By rights Ricky Gervais should be popping up in every American sitcom as a butler, in every Hollywood film as a one-eyed baddie and in so many adverts he's perceived as Linda Barker in a maternity suit.
That's the kind of destiny reserved for British comedians who create a comic character so loved and aped in every continent that they win the highest plaudits the world's award panels can shower on them.

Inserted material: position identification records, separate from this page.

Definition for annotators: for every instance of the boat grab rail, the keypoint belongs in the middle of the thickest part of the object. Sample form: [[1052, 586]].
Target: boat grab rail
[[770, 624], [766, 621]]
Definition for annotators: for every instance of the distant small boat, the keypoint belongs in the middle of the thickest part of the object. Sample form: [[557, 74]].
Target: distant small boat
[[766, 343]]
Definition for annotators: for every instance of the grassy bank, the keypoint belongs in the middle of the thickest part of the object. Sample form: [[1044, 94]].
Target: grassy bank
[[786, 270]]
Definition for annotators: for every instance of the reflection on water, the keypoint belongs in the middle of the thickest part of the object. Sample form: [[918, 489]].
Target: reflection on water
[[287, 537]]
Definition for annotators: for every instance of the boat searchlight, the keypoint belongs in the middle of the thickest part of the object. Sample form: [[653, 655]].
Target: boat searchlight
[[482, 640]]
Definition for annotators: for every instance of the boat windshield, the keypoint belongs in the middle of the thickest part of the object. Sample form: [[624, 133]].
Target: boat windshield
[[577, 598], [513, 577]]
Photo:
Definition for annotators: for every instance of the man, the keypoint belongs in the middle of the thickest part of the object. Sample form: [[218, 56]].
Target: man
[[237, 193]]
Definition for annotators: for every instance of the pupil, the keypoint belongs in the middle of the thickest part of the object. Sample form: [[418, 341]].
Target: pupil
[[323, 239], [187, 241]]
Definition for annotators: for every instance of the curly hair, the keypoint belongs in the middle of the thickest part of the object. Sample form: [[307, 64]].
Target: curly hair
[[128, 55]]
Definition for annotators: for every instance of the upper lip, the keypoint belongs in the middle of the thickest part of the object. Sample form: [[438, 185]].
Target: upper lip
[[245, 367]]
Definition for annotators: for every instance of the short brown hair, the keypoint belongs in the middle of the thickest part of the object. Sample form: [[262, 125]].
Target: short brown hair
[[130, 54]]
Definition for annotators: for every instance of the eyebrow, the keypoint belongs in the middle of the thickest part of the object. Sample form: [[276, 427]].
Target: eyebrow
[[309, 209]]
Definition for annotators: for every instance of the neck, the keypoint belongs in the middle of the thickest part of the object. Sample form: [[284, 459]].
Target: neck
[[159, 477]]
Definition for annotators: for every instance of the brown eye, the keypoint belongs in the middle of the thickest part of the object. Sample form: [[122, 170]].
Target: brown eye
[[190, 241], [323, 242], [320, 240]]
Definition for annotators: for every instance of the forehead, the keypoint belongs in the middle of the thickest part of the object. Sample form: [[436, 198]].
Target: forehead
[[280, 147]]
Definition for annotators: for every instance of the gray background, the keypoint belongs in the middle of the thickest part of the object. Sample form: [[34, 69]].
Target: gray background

But the fat, pasty-faced bloke from Reading can't play that game. He hates fame, has no need for money and cringes when he is lazily referred to as a genius. To Gervais the one quote that trumps all' the sycophancy was uttered by Clint Eastwood, on behalf of America, when The Office picked up the first of this year's two Golden Globes: "Who the f*** are these guys?" Anonymity, or the little he can steal while trying to take his comedy on to a higher plane, is the state where Gervais wants to live.
His idea of a perfect day is spending eight hours behind his desk in a sparse Soho room, blinds drawn, head down, chiselling out sentences or sorting out admin on his computer. It turns out all he ever wanted to do was work in The Office, "I don't exist to see my fat face popping up everywhere, because I don't think any of us were meant to be famous," he says. "I'd rather come to my office, shut out the world, sweat and get a headache.
"I can't understand why so many people actually like fame. And the frightening thing with most of them is that they're never famous enough. When I've been on the telly I can't wait for all the fuss to die down, so when I'm walking down the street nobody's shouting: 'oi, Ricky' at me. "But most of the these so-called famous people spend their nights zapping the TV control, screaming: 'Come on; I must be on a repeat somewhere.'
"Most kids' ambition today is to have their face recognised. Put the bloke who discovers the cure for Aids next to someone from Hollyoaks and they'd be in awe of the actor from Hollyoaks every time.